Can telefonu açtı fakat Merve’nin sesini tanıyamadı. Bir de Merve’nin şirket telefonu Can’da kayıtlı olmadığı için arayanın kim olduğunu sorunca Merve müthiş şovuna başladı. “Merhaba Can nasılsın? Tülay ben, beni hatırlamadın mı?” diye sordu. Can’ın sesini duyamasak da Merve’yi çıkaramadığını anlamak hiç de zor değildi. Can, Tülay’a kim olduğunu sordukça Merve inatla oscarlık bir performansla sergileyerek kendisini hatırlayamadığı için hesap soruyor, Can’ın beynindeki nöronların iletimi teker teker duruyordu. En sonunda Merve “Dershaneden ben ya, nasıl unutursun beni aşk olsun?” diyince Can zerre hatırlamadığı halde “Haa evet hatırladım şimdi!” diyerek sazan gibi atladı. Merve’nin “En İyi Kadın Oyuncu” dalındaki unutulmaz performansını izlerken gülmemek için kendimizi zor tutuyorduk fakat Merve şovuna aralıksız devam ediyordu. Nihayetinde “Can nerdesin sen? Alsancak’taysan görüşelim?” diyince “Hayır, Bornova’da Kule’deyim ben!” diye yanıtladı Can. Kule dediği yer, FRP ya da Warhammer gibi masaüstü oyunları oynanan, Can’ın sıklıkla uğradığı mabediydi. Taşlar şimdi yerine oturmuştu. Piç bizi sınavdan geç çıkacağım ayağıyla ekmiş ve Kule’ye oyun oynamaya gitmişti. Merve nihayetinde “Peki o zaman sonra görüşürüz” diyerek telefonu kapattığında hepimiz gülmekten altımıza sıçacak durumdaydık.

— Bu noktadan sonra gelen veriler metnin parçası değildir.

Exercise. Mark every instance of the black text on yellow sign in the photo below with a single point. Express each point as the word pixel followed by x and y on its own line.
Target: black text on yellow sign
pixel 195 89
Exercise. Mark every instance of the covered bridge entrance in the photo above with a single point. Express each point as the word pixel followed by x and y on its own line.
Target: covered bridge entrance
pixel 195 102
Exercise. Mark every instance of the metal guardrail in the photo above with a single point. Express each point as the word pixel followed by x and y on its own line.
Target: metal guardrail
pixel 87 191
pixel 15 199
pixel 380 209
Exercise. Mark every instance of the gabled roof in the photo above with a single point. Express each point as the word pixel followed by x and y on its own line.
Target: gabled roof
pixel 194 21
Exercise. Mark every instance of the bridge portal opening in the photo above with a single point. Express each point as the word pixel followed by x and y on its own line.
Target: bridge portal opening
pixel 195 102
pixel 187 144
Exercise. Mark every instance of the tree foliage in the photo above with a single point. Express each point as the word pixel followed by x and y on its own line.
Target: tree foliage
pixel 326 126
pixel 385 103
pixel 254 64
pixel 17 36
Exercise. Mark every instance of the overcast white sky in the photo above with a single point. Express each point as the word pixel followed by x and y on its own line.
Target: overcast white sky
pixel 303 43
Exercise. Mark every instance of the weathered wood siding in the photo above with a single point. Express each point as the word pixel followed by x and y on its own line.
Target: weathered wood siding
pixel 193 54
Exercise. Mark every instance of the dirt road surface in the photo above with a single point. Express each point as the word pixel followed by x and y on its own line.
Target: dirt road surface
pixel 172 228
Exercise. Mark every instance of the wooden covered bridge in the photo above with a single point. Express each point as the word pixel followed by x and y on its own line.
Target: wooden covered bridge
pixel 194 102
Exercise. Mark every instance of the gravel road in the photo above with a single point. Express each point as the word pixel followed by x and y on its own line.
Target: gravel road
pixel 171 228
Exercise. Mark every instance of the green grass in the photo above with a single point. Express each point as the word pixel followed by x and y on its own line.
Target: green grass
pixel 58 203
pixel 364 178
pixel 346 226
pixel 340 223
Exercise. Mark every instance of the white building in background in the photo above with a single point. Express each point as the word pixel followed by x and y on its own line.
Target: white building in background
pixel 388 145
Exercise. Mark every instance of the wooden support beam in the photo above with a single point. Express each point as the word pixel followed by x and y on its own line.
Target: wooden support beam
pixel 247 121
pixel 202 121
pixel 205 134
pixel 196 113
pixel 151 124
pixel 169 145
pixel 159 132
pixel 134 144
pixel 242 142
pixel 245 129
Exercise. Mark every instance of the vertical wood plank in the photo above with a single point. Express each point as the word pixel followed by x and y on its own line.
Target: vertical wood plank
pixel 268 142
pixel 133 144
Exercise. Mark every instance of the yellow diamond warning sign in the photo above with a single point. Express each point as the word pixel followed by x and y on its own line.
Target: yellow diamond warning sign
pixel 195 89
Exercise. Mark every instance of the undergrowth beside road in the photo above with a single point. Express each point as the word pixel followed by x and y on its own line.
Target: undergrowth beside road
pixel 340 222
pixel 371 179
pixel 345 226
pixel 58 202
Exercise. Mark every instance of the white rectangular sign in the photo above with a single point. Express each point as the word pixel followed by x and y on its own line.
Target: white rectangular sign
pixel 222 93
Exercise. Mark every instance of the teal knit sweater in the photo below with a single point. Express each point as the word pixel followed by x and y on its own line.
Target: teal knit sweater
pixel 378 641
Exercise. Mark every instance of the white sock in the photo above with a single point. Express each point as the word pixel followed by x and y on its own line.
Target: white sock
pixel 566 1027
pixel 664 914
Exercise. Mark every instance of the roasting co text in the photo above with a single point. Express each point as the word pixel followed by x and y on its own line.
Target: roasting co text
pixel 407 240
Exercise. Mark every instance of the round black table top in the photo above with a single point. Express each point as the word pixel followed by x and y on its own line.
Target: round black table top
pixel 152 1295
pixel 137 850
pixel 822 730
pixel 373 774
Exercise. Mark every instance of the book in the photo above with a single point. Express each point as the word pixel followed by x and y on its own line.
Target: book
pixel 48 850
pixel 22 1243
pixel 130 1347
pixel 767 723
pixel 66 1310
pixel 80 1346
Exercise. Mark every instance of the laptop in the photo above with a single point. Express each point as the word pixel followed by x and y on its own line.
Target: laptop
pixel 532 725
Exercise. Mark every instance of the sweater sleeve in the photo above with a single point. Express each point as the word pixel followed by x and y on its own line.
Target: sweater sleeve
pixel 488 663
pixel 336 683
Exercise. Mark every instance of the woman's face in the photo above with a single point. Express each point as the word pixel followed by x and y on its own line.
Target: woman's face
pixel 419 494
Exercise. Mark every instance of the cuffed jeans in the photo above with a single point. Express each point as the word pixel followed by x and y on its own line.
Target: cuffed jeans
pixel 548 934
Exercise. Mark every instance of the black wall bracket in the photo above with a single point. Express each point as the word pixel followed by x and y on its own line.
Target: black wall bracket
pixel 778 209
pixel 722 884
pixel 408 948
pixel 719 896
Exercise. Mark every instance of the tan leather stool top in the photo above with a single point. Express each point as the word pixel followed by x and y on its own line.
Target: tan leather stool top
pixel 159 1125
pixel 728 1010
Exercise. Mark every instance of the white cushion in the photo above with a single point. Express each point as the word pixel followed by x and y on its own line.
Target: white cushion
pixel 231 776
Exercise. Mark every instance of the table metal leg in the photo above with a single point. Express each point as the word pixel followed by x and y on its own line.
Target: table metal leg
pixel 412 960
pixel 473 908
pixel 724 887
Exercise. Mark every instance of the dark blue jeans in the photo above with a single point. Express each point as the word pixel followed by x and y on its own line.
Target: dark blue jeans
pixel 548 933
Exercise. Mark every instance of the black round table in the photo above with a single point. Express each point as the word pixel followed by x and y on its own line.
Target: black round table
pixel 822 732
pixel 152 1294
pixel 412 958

Ama hepimiz Can’ın az önce arayan kızın kim olduğunu düşünmekten oyun falan oynayamadığını adımız gibi biliyorduk. Ve tezimizin ispatlanması da yalnızca 5dk sürdü. İçi içini yiyen Can, “Aab az önce arayan Merve’miydi?” diye sormak için Çağatay’ı aradı. Çağatay da “Hayır lan, biz Kaos’ta oturuyoz, sen nerdesin gelmicen mi buluşmaya?” diye sorunca da Can’ın aklınca uyanık planını ortaya çıkartan cümle kendi ağzından döküldü:”Aab ben daha yeni çıktım sınavdan. Yetişir miyim siz kalkmadan bilmiyorum aq!”.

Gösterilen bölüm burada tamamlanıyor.